When it was time that the maiden should be married, so many suitors came to seek her that it was difficult to know which to choose. To decide the matter they were all told to bring their staves or wands and leave them in the temple all night, that God might show by a sign who was the most worthy to be the guardian of the pure young maid.

Now among the suitors was a poor carpenter of Nazareth called Joseph, who was much older and much poorer than any of the other suitors. They thought it was foolish of him to bring his staff, nevertheless it was placed in the temple with the others.

But when the morning came and the priest went into the temple, behold, Joseph's staff had budded into leaves and flowers, and from among the blossoms there flew out a dove as white as snow.

So it was known that Joseph was to take charge of the young maid, and all the rest of the suitors seized their staves and broke them across their knees in rage and disappointment.

Then the story goes on to the birth of our Saviour as it is told to you in the Bible.

It was this story which Ghirlandaio painted on the walls of the chapel, as well as the history of John the Baptist. Then, as Giovanni directed, he painted the arms of the Tournabuoni on various shields all over the chapel, and only in the tabernacle of the sacrament on the high altar he painted a tiny coat of arms of the Ricci family.

The chapel was finished at last and every one flocked to see it, but first of all came the Ricci, the owners of the chapel.

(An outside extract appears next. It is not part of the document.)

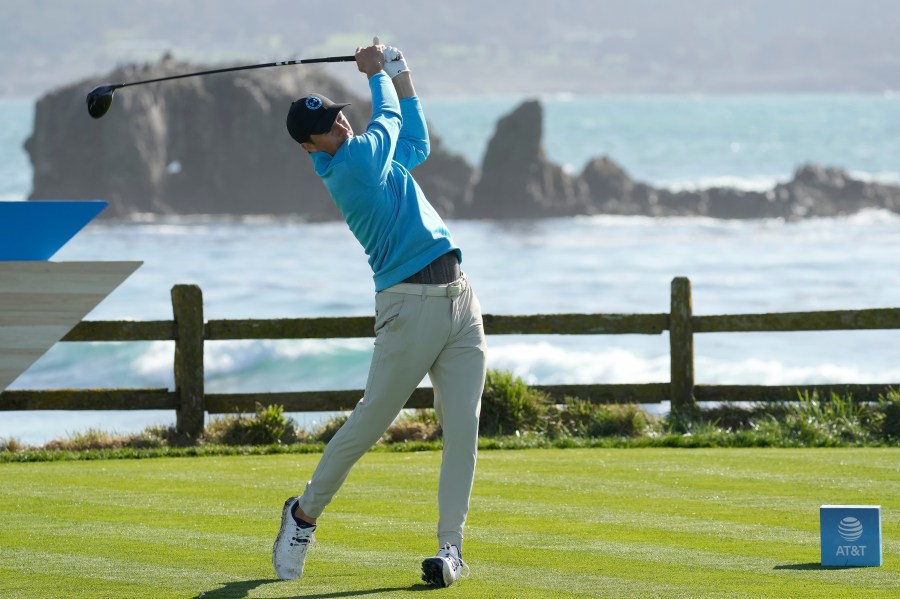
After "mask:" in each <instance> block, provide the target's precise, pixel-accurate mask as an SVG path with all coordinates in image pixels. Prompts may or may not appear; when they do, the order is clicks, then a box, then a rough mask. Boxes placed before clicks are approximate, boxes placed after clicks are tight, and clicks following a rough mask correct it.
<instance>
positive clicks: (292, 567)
mask: <svg viewBox="0 0 900 599" xmlns="http://www.w3.org/2000/svg"><path fill="white" fill-rule="evenodd" d="M299 500H300V498H299V497H291V498H290V499H288V500H287V501H285V502H284V509H283V510H282V511H281V528H280V529H279V530H278V536H277V537H276V538H275V545H273V546H272V565H273V566H275V575H276V576H278V578H280V579H282V580H293V579H295V578H300V577H301V576H302V575H303V564H305V563H306V552H307V551H308V550H309V546H310V544H311V543H314V542H315V540H316V538H315V537H314V536H313V532H314V531H315V530H316V527H315V526H310V527H309V528H301V527H300V526H298V525H297V522H296V520H294V508H295V507H297V502H298V501H299Z"/></svg>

They looked high and low, but nowhere could they see the arms of their family. Instead, on all sides, they saw the arms of the Tournabuoni. In a great rage they hurried to the Council and demanded that Giovanni Tournabuoni should be punished. But when the facts were explained, and it was shown that the Ricci arms had indeed been placed in the most honourable part, they were obliged to be content, though they vowed vengeance against the Tournabuoni. Neither did Ghirlandaio get his extra two hundred gold pieces, for although Giovanni was delighted with the frescoes he never paid the price he had promised.

To the end of his days Ghirlandaio loved nothing so much as to work from morning till night. Nothing was too small or mean for him to do. He would even paint the hoops for women's baskets rather than send any work away from his shop.

"Oh," he cried, one day, "how I wish I could paint all the walls around Florence with my stories."

But there was no time to do all that. He was only forty-four years old when Death came and bade him lay down his brushes and pencil, for his work was done.

Beneath his own frescoes they laid him to rest in the church of Santa Maria Novella. And although we sometimes miss the soul in his pictures and weary of the gay outward decoration of goldsmith's work, yet there is something there which makes us love the grand show of fair ladies and strong men in the carefully finished work of this Florentine "Maker of Garlands."